One hundred and nineteen international students, from 32 countries, are enrolled at Colorado State University-Pueblo this fall, which increases the cultural diversity in the campus community.
These students are enrolled in various graduate and undergraduate programs, and 11 are enrolled in the English Language Institute at CSU-Pueblo, according to the international student domicile list released by the Center for International Programs.
Among the 32 countries, Germany leads with 21 students, followed by 12 from South Korea, nine from Thailand, eight from China, eight from Turkey and seven from Qatar, according to the domicile list.
There are also several students who came from countries that CSU-Pueblo has not hosted in the last six years, according to the domicile list. These countries are Australia, Guam, Nicaragua, Slovenia, United Kingdom and Zimbabwe.
International students bring in other cultures and perspectives and it is very healthy to the domestic population, said Joseph Marshall, assistant vice president for enrollment management. It also helps local economy when international students spend money, bringing in business opportunities, he said.
“A growing number of faculty are becoming involved with international students, and are engaged in making international students feel welcomed,” Marshall said.
The university established the CIP to provide services particularly to international students and promote international education on campus.
Seongho Kim, an exchange student from Kangwon National University, in South Korea, thinks the staff members from CIP have helped him a lot since he came here, he said. He had never experienced an orientation as big as at CSU-Pueblo, in which a lot of essential information was given to assist student’s staying in the U.S., Kim said.

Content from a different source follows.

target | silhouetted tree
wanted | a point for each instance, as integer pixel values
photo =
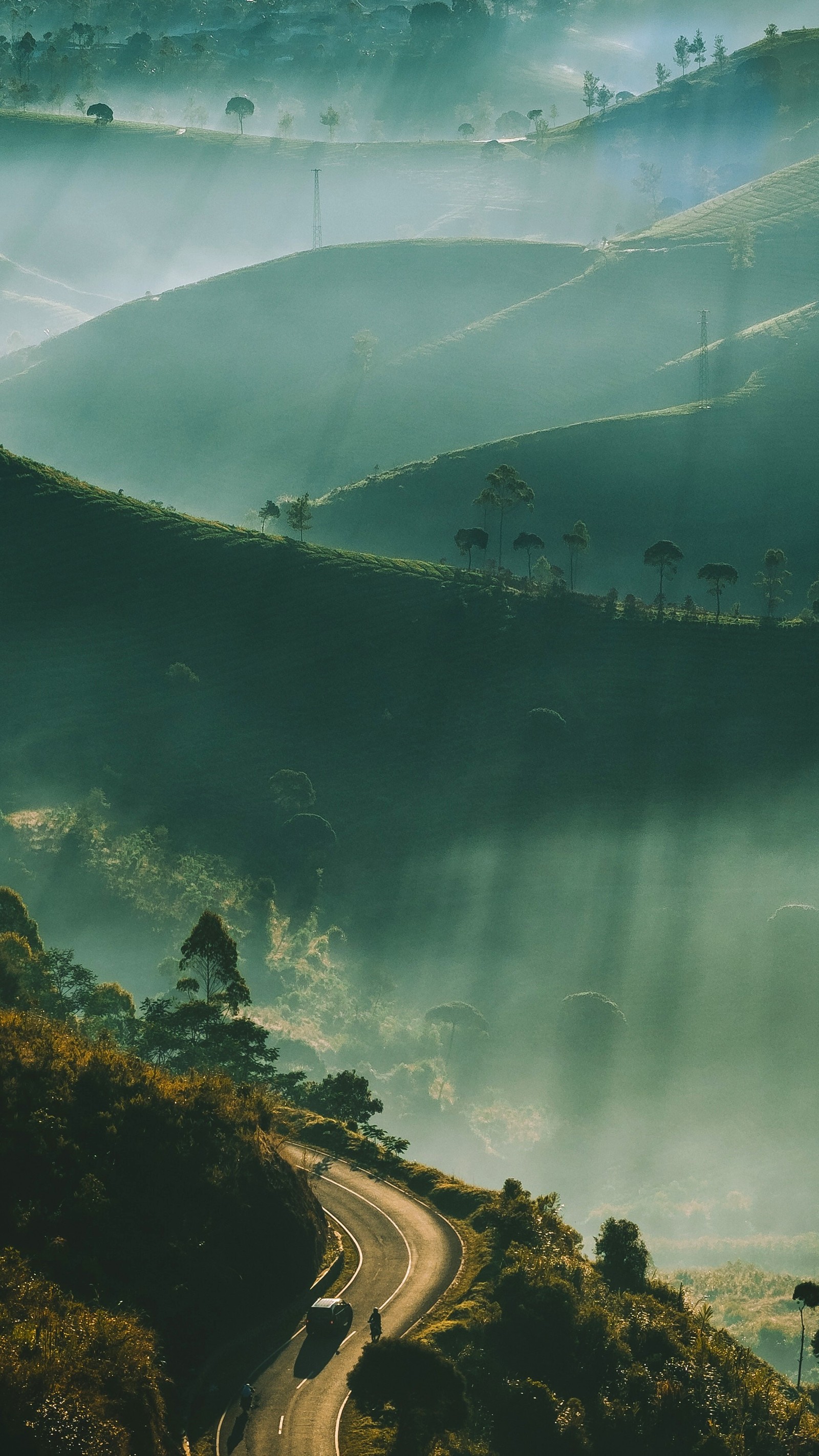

Kim is one of the two Korean students who came here this fall after the exchange program between CSU-Pueblo and his Korean university was established last year. He chose to study here because he had been impressed by the Rocky Mountains since he was young, Kim said, and because of the low crime rate in Pueblo.
Although still experiencing some culture shocks, Kim felt very welcomed and thinks everyone is treated equal at CSU-Pueblo, he said.
The university has worked to build up exchange agreements with several universities from countries including Germany, Italy, Korea and Thailand, according to CSU-Pueblo’s website. Each year, these universities send out several students to study in Pueblo, and CSU-Pueblo sends students to their countries.
Other than exchange programs, many international students found CSU-Pueblo by word-of-mouth.
Ali Almousawi, a freshman from Qatar majoring in civil engineering technology, came this fall with his sister and five other friends from his country.
Almousawi decided to come here because his brother used to study in the U.S. and had told him about Pueblo, he said. He then suggested to his other friends to come here together.
He started traveling with his parents in different countries at a very young age and was able to learn to appreciate other cultures, he said, and although many people at CSU-Pueblo haven’t heard about his country, he is willing to share aspects of his culture with them, he said.